2.3 Impact of 1-to-many control matches on test quality

The quality of a test can generally be described by two distinct measures, representativeness and comparability. Representativeness describes how well the selected treatment stores represent the total population; high-quality representativeness implies that the learning from a test can be generalized to a retailer’s total fleet. Comparability describes how well the control stores’ sales trends track those of the treatment stores; good comparability allows us to remove seasonal effects and isolate the contributions of the initiative under assessment. MarketDial measures representativeness by stratifying each individual retailer’s store fleet across store demographic data (median age, per capita income, etc), and then evaluating the proportional sampling of treatment stores from these strata.

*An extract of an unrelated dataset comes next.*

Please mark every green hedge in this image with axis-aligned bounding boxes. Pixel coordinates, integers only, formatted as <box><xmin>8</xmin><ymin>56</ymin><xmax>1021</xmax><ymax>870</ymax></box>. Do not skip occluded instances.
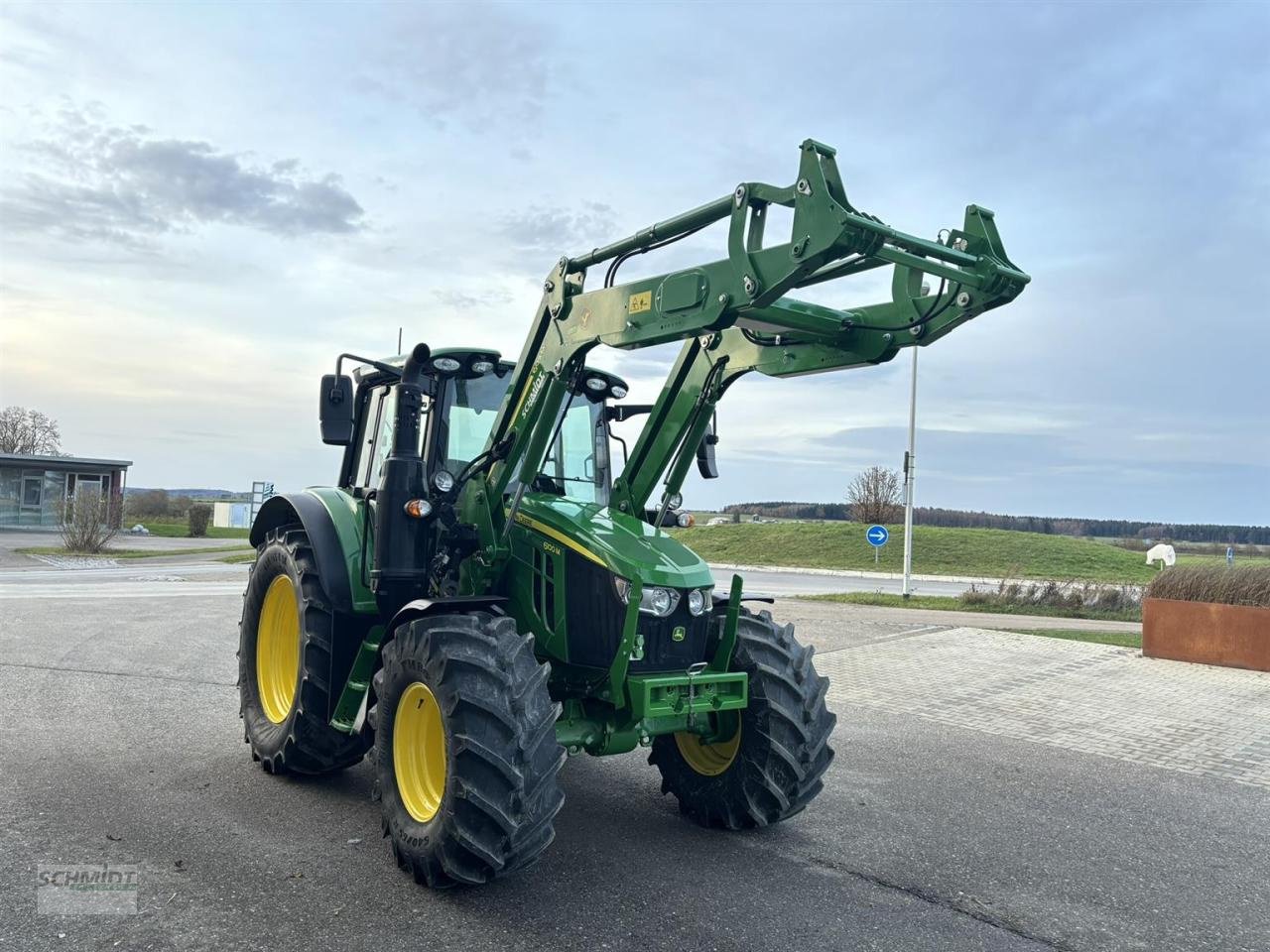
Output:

Comparability is measured by a combination of matching demographic data and the correlation of historic sales patterns between the treatment and control stores.

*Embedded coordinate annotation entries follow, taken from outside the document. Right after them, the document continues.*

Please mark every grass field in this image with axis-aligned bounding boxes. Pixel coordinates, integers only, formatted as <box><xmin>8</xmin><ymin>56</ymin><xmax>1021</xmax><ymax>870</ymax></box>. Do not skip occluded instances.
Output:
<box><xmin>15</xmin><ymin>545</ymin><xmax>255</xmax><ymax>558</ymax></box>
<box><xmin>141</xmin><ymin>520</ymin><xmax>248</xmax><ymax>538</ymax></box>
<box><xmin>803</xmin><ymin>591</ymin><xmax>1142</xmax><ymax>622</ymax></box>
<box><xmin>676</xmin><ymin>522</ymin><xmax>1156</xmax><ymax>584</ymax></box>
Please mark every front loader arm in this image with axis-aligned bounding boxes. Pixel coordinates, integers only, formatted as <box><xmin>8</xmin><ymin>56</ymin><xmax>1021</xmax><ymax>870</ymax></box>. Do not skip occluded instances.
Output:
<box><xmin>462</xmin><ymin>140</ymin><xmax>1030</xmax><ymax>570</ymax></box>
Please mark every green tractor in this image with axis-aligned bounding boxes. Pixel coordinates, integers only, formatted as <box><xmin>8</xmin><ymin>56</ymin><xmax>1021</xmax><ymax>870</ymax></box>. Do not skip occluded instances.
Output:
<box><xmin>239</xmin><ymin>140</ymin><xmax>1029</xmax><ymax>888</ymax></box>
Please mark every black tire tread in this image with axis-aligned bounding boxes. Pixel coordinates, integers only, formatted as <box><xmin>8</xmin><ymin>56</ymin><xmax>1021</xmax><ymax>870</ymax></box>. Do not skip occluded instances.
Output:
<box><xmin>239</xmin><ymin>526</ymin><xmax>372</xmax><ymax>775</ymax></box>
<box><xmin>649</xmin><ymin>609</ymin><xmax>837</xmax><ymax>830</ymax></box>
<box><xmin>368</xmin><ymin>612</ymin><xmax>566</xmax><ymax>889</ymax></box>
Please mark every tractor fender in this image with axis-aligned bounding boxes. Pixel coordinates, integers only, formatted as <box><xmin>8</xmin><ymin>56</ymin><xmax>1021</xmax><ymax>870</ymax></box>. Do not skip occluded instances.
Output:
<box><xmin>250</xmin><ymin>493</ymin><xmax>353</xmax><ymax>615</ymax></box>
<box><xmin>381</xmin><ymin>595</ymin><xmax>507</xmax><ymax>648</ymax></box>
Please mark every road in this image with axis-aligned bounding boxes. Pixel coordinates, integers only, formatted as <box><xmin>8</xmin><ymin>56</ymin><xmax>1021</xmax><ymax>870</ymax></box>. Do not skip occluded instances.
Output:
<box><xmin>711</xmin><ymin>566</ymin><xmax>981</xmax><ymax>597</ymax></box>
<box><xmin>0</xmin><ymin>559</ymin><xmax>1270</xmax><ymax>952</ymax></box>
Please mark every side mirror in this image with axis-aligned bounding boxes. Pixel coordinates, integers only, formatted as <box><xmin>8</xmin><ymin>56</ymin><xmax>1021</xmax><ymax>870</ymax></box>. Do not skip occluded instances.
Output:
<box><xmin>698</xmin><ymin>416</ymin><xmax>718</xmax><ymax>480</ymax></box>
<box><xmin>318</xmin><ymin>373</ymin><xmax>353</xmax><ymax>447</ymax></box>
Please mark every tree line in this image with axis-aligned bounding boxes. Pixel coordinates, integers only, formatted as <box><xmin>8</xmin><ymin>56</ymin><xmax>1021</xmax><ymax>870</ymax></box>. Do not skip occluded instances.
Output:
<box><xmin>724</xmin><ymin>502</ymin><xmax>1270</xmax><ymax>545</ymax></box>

Naturally, as successive tests are built, both the representativeness and comparability of future tests are decreased as optimal candidate stores are being used in other experiments. However, 1-to-many control-store matching increases the rate at which representativeness and comparability drop. Using a 200 store retailer, in general we see that when using a 1-to-5 matching procedure, by the 9th consecutive test built representativeness falls from 100% to below 50%. This drop in representativeness does not occur until roughly the 14th consecutive test for 1-to-1 control matches. Similarly for comparability, when using a 1-to-5 matching procedure we see a drop to 85% comparability by the 10th consecutive test, and for 1-to-1 matching this does not happen until the 17th consecutive test. Thus, if we were to try to preserve test quality, using a 1-to-5 matching procedure we would need to test 30% less than when using a 1-to-1 matching procedure.

3. Conclusion

This paper investigated the effect of multiple control-store matches on test accuracy and testing frequency. We conducted a rigorous series of experiments comparing 16 different matching strategies and lift-calculation methods across a number of different test sample sizes. We found that 1-to-many matching results in moderately, but not substantially, more accurate lift estimates. Additionally, we found that MarketDial’s scaled control methodology with a single control, has greater accuracy than all the other methods we evaluated regardless of the number of controls those alternative methods use.

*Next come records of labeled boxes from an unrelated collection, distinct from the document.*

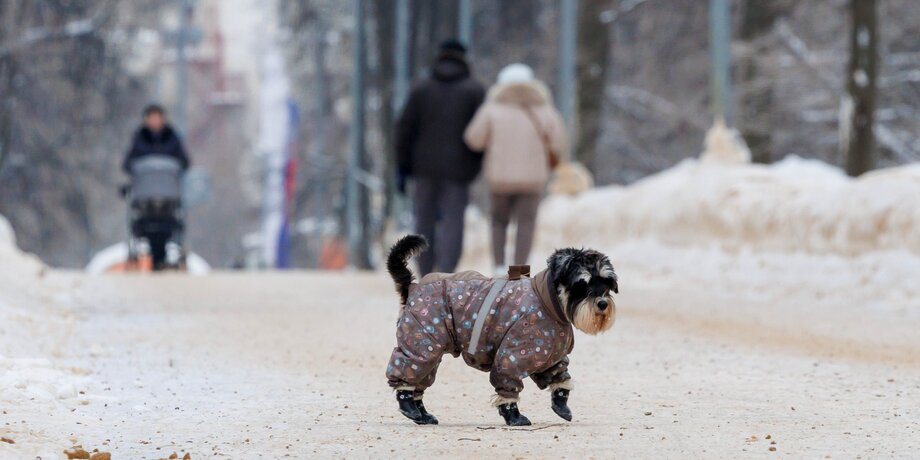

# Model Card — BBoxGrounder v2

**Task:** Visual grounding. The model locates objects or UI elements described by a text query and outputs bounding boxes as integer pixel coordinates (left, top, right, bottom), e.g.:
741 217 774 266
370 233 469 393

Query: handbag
522 105 559 171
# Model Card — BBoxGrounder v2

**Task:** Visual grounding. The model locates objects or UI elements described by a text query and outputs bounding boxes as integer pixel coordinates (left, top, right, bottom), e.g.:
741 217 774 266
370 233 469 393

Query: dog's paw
415 400 438 425
551 388 572 422
552 403 572 422
498 403 531 426
396 391 424 425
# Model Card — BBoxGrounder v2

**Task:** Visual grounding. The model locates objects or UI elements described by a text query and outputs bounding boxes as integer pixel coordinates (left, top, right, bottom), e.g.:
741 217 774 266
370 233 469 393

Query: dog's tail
387 235 428 305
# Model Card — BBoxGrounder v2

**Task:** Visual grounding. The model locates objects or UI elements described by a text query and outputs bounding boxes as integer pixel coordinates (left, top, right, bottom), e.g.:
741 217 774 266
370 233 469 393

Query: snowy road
0 267 920 459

We also compared the number of tests that can be conducted across all stores over the period of one year. We found that 1-to-many matching (switching from 1 to 2, 2 to 5, or 5 to 10) results in at least a 10% decrease and at most a 25% decrease in the number of tests that can be conducted per year. Additionally, using multiple control matches reduces sample representativeness by as much as 50% and control comparability by as much as 20%. This is a significant decline in potential testing and test quality due to using multiple control stores. We recommend Scaled Control 1-to-1 matching as the best method to maximize return on investment in store marketing campaigns, promotions, pricing tests, new product tests, or other initiatives. Scaled control matching is more accurate than other methodologies, and 1-to-1 allows for substantially more tests to be conducted per year with minimal effect on accuracy.